The trace also feeds the identity layer. The propagation interface evaluates an agent's eligibility to exit the local substrate through trust slope continuity, comparing the agent's Dynamic Agent Hash against the substrate's Dynamic Device Hash. The historical memory trace, including the entangled lineage of prior hash pairs, is the substrate on which this slope verification operates. The execution graph and the identity layer are therefore coupled: the graph supplies the recorded history, and identity slope validation consumes it.

Topology Independence

Because the execution trace is embedded in the agent rather than in transport infrastructure, the same recorded history travels with the agent across substrate types. The disclosure illustrates an agent that mutates in a centralized server environment, is delegated into a structurally partial agent, undergoes fallback rehydration in a memory-native nest, and is then routed to a decentralized mesh node and an edge device, all while maintaining its internal field structure. The lineage graph accumulated along that path is what preserves auditability, policy compliance, and identity continuity across the transition, without any centralized routing table or session store.

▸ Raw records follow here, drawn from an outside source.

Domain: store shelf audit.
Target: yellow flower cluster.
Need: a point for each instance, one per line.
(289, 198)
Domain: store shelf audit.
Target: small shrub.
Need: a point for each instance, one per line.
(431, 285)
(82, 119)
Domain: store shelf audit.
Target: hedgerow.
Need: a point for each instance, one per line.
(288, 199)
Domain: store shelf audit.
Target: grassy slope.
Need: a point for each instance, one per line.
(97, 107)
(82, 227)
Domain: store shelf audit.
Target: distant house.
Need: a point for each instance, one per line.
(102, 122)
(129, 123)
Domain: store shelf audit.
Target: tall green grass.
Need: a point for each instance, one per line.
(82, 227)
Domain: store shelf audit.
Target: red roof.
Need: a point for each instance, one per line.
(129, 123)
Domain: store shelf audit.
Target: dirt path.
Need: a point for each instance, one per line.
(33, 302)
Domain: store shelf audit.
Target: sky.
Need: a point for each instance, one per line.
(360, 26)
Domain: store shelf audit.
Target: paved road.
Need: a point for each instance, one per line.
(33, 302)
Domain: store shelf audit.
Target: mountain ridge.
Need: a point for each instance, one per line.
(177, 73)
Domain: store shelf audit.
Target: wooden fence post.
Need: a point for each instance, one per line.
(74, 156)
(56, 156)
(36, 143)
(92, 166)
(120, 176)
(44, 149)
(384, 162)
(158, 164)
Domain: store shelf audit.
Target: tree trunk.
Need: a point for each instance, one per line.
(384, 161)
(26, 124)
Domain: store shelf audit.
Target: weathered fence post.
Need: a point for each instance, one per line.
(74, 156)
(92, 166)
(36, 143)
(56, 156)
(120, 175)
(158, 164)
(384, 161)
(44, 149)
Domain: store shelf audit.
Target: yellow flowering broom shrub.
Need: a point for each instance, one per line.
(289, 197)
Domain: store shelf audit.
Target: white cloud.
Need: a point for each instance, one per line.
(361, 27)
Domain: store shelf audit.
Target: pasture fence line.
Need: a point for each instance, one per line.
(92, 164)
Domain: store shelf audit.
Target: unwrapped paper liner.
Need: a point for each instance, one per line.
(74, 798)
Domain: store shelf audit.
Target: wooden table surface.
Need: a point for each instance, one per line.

The disclosure further notes that the modular architecture supports future divisional or continuation applications directed to specific components, and expressly names memory-native mutation trace graphs and identity slope construction protocols among them. The execution graph manager as described here is the runtime subsystem that compiles those trace graphs during agent execution.

Disclosure Scope

The execution graph manager, a middleware subsystem that receives an agent after mutation processing and maintains a structured lineage of the agent's reasoning and transformation history comprising mutation events, delegation records, fallback resolutions, and zone transitions, forming a persistent, memory-resident execution trace that supports downstream auditing, rehydration, and identity slope verification, is disclosed in U.S. Application No. 19/230,933. That disclosure further describes compiling semantic execution lineage graphs through accumulation of memory-trace records, mutation justification metadata, and signed policy audit trails; reconstruction of missing fields from a parent's execution graph during fallback rehydration; deferred trace reconciliation upon rehydration with trust slope verification; and an execution graph that is cryptographically verifiable and anchored to the agent's internal schema for assessment by nodes, governance entities, or third-party auditors. This article describes that disclosed mechanism. The scope is defined by the claims of the application and is not limited by any specific embodiment, substrate topology, or field arrangement described herein.